Почтовые ящики из прозрачного пластика висели за стойкой, и Тамм, вытянув шею, углядел в своем толстое заказное письмо, адресованное Тикаю Агапову. Тамм лично распорядился, чтобы почта на его имя шла сюда, иначе бы Агапов сам все устроил, а, кроме того, натворил еще дел своему подселенцу во вред, чтобы тот знал, кто рыцарь, чья лошадь, а кому только и позволено везти ее под уздцы.
Тамм руки в боки и ждать консьержа, наворачивая вокруг его стойки пеший марафон. Так бы и ходил, но вот вступило в спину, наступило крайнее возмущение, отступили хорошие манеры, и Тамм полез за стойку. Только он нащупал нужный ключ, пороняв с крючков много прочих, объявился консьерж, ударил по ушам бранью и хлопком двери парадной (то бишь курить отходил в урочное время – шпана! – и права качает), не умолкая, вытолкнул Тамма из-за стойки и схватился за телефон. Тамм, хоть и огрызнулся в ответ, к ящику своему отскочил виновато, отпирал его воровато и пока разглядывал марки на конверте, консьерж дозвонился куда хотел и заорал в трубку, что дворника их, Айвара, средь бела дня убило горшком по голове, горшком с молочаем, убило всмятку, но Тамм был прозорливый эстонец. Он знал наперед, что горшок не с молочаем никаким, а с кактусом-недоростком, что Айвар подметал, должно быть, под окнами, когда десятью метрами выше убийца его впал в бешенство и решил выпустить пар заодно с горшком через кухонное окно. С напускным недоверием смерив консьержа взглядом так, чтоб он заметил, Тамм вышел во двор, где уже окружили лежащего навзничь Айвара пятеро неравнодушных – все угрюмые, а один, немолодой, даже шляпу снял, примял ее на груди поближе к левому легкому.
– Что случилось?! Как?! – обхватив голову, вывернув ее к небу, вопрошал Тамм и потом, разглядев себя в окуляре какого-то зеваки, решил, что сфальшивил, что слишком возвысил голос, но не заметил, что возвысил его на русском языке и просто был никем не понят.

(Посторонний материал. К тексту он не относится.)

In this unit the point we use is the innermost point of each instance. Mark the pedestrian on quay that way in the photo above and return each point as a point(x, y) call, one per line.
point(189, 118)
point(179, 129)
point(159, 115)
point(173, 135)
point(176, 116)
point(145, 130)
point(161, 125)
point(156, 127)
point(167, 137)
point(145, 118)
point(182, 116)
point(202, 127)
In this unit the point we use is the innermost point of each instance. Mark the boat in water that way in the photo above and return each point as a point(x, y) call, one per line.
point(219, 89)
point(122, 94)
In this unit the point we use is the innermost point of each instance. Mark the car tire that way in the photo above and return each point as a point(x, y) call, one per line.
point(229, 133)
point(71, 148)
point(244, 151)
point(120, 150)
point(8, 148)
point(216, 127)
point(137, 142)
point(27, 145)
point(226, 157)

В воображении Тамма правосудие уже разинуло над ним свою клетчатую пасть и рыгнуло чифирем и плесенью. Призыв «Бежать!» перебивал вопрос «Куда?», а ответ, оттиснутый на авиабилете, был тут же, в запотевшей ручке, что сжала конверт. Насчет всего, что ему придется бросить в Таллине, он не переживал. Пусть жена его и кляча, зато квартира не жеребец – и сама не ускачет, и силком не уведешь.
Не вижу во тьме стрел Сатурна. Внутричерепной костер – последний светоч мой! – через сутки гасит стыдный душ Шарко. Стыдный в том аспекте, что стоять под его струей мне в неглиже, а поливает тетенька.
– Тише, mon papillon4. Тише, родненький.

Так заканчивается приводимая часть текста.